Le fabricant de microprocesseurs Advanced Micro Devices (AMD) vient de publier sa réaction face à l'affaire qui oppose actuellement son concurrent Intel et les autorités antitrust au Japon. Rappel des faits : au début du mois de mars, la Japan Fair Trade Commission accusait Intel de la violation des lois antitrust en vigueur au Japon.

Dans l'archipel nippon, où Intel détient plus de 90 % de parts de marché, le fabricant est suspecté d'avoir établi des contrats avec les fabricants de matériel informatique, établissant des ristournes sur ses produits à condition que ceux-ci s'engagent à ne pas acheter des microprocesseurs labellisés Advanced Micro Devices (AMD) ou Transmeta.
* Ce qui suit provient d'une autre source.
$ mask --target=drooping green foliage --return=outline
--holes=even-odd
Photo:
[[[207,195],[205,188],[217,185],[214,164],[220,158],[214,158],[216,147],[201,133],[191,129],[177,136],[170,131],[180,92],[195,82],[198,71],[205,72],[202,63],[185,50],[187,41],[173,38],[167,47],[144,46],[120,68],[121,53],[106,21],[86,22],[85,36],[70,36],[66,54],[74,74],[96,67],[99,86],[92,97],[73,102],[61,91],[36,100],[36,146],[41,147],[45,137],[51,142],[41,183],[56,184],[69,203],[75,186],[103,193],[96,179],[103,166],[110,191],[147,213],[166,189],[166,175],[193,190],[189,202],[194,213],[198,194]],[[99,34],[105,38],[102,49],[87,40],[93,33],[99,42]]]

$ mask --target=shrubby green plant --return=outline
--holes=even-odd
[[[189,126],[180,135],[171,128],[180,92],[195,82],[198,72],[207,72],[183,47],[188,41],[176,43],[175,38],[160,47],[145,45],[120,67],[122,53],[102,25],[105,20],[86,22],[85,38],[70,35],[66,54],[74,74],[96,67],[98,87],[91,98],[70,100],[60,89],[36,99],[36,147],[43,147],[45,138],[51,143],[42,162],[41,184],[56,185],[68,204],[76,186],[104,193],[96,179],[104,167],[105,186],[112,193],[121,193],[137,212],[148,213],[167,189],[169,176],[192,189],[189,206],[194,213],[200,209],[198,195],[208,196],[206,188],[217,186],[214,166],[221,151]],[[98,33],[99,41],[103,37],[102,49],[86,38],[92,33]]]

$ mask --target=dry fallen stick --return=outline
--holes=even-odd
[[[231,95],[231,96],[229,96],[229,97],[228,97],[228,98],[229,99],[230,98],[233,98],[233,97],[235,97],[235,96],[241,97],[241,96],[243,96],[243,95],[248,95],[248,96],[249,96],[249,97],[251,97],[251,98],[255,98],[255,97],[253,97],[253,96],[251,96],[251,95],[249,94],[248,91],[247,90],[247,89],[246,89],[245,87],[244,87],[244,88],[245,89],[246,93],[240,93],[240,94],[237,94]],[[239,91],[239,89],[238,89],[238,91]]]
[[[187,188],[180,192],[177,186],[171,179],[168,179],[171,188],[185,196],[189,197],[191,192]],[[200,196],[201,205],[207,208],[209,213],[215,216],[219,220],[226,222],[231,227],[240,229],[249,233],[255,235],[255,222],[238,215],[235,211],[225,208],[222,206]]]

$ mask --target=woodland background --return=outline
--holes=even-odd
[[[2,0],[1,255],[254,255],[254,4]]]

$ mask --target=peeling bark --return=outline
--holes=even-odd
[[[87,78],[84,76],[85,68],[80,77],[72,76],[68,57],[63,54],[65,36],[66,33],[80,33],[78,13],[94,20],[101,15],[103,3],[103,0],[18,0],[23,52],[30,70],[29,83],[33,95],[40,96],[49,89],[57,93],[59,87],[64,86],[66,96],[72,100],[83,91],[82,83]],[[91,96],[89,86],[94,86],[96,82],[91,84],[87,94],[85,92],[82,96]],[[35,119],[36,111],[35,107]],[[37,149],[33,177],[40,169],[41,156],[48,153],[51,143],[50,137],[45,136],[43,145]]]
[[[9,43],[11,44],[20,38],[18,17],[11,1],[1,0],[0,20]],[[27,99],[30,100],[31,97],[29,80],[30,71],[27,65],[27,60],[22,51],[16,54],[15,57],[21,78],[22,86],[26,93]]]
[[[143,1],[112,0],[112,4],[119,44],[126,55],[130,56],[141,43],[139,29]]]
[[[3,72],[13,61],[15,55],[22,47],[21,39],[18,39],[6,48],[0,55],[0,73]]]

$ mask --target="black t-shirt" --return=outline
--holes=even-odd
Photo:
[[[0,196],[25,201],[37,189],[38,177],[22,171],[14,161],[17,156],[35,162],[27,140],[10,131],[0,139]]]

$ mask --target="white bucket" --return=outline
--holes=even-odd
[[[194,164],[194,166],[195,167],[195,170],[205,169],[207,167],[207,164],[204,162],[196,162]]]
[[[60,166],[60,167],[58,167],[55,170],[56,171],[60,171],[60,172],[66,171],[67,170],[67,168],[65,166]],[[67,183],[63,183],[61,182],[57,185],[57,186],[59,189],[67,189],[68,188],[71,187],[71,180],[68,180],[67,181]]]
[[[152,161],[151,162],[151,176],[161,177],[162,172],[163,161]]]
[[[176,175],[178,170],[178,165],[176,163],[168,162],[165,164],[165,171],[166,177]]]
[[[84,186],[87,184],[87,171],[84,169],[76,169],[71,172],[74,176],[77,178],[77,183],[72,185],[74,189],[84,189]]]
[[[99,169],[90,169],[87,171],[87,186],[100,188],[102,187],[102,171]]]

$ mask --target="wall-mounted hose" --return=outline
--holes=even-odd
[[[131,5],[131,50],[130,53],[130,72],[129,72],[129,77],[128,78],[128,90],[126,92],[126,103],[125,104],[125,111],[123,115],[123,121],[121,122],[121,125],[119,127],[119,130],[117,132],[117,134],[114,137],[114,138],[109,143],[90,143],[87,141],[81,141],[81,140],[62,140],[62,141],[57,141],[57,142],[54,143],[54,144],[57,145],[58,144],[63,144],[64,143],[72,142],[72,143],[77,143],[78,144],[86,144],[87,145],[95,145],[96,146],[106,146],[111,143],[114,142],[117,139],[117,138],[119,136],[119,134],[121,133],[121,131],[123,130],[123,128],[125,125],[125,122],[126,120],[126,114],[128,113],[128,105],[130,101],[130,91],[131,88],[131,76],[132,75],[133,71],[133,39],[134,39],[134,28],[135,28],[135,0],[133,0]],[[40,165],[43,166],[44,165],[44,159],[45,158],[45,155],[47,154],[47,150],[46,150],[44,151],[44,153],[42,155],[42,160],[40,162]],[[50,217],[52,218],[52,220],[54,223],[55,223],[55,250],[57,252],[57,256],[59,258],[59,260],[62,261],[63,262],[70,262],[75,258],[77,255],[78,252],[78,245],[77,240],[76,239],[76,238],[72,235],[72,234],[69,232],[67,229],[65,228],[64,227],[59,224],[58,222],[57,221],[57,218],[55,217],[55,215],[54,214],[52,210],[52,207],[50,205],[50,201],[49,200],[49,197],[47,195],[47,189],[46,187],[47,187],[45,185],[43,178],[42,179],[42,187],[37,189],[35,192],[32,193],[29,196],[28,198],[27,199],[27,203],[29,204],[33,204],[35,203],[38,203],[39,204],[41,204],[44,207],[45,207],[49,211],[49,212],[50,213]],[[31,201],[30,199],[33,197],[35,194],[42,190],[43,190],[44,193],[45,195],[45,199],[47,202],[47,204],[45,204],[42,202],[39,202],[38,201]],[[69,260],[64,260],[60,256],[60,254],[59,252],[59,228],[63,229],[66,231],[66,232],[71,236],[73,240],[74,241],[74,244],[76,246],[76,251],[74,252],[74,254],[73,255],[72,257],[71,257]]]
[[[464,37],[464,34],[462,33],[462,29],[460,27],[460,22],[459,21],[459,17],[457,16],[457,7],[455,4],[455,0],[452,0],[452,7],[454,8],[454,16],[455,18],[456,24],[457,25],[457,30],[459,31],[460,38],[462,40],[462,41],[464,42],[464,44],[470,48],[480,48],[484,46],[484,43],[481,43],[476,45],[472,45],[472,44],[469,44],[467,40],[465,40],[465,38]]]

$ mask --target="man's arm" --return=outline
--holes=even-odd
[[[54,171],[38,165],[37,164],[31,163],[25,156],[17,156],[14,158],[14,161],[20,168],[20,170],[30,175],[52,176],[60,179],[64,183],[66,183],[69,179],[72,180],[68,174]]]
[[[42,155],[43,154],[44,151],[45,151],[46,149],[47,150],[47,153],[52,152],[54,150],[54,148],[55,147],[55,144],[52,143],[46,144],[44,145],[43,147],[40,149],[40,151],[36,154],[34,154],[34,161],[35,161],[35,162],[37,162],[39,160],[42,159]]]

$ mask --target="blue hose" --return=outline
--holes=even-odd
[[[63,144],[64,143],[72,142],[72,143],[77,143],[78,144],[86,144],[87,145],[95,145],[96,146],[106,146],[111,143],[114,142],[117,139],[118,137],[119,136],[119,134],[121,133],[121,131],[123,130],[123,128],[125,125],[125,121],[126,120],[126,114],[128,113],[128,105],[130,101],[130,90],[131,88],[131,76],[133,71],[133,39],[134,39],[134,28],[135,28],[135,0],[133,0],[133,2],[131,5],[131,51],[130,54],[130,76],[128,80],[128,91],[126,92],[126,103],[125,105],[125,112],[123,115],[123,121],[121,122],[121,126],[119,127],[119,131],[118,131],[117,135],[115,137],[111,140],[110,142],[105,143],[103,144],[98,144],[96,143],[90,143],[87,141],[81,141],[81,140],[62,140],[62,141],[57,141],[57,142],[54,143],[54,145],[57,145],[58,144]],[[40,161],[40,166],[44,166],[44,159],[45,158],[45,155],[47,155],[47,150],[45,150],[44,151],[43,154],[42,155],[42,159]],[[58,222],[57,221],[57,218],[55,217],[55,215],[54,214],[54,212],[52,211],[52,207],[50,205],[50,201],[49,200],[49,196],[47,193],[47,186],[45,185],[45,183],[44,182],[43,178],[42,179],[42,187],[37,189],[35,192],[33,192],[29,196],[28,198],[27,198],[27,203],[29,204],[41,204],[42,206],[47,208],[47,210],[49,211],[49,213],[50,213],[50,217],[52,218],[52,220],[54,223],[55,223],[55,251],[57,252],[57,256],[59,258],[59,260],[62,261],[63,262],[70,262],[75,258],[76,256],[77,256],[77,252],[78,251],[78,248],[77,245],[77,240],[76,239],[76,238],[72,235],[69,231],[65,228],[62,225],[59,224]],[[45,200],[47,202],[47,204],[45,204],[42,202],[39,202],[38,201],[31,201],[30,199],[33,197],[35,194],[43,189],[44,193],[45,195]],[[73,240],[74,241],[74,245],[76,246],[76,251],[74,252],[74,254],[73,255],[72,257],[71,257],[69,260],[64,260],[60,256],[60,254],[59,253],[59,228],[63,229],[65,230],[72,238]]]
La semaine dernière, le groupe Intel a assuré qu'il changerait certaines de ses pratiques commerciales, tout en niant les accusations qui lui sont portées. AMD a réagi publiquement aujourd'hui par voie de communiqué de presse, en jugeant troublant le refus par Intel de reconnaître les faits qui lui sont reprochés.

Le fabricant rappelle notamment que certains constructeurs ont été obligés d'accepter d'acheter 100 % de leurs processeurs à Intel et qu'un autre a été forcé de limiter ses achats hors Intel à moins de 10 %. AMD affirme également que l es activités d'Intel au Japon incluent l'utilisation de son programme « Intel Inside », des fonds de développement commercial et d'autres programmes de remises tarifaires.

"La tactique d'Intel ligote les OEM et les empêche de travailler avec ses concurrents". De fait, le préjudice subi par AMD suite aux pratiques d'Intel a été particulièrement important ces dernières années. Selon la Japan Fair Trade Commission, les parts de marché combinées d'AMD et de Transmeta ont ainsi chuté de 24 % en 2002 à 11% en 2003.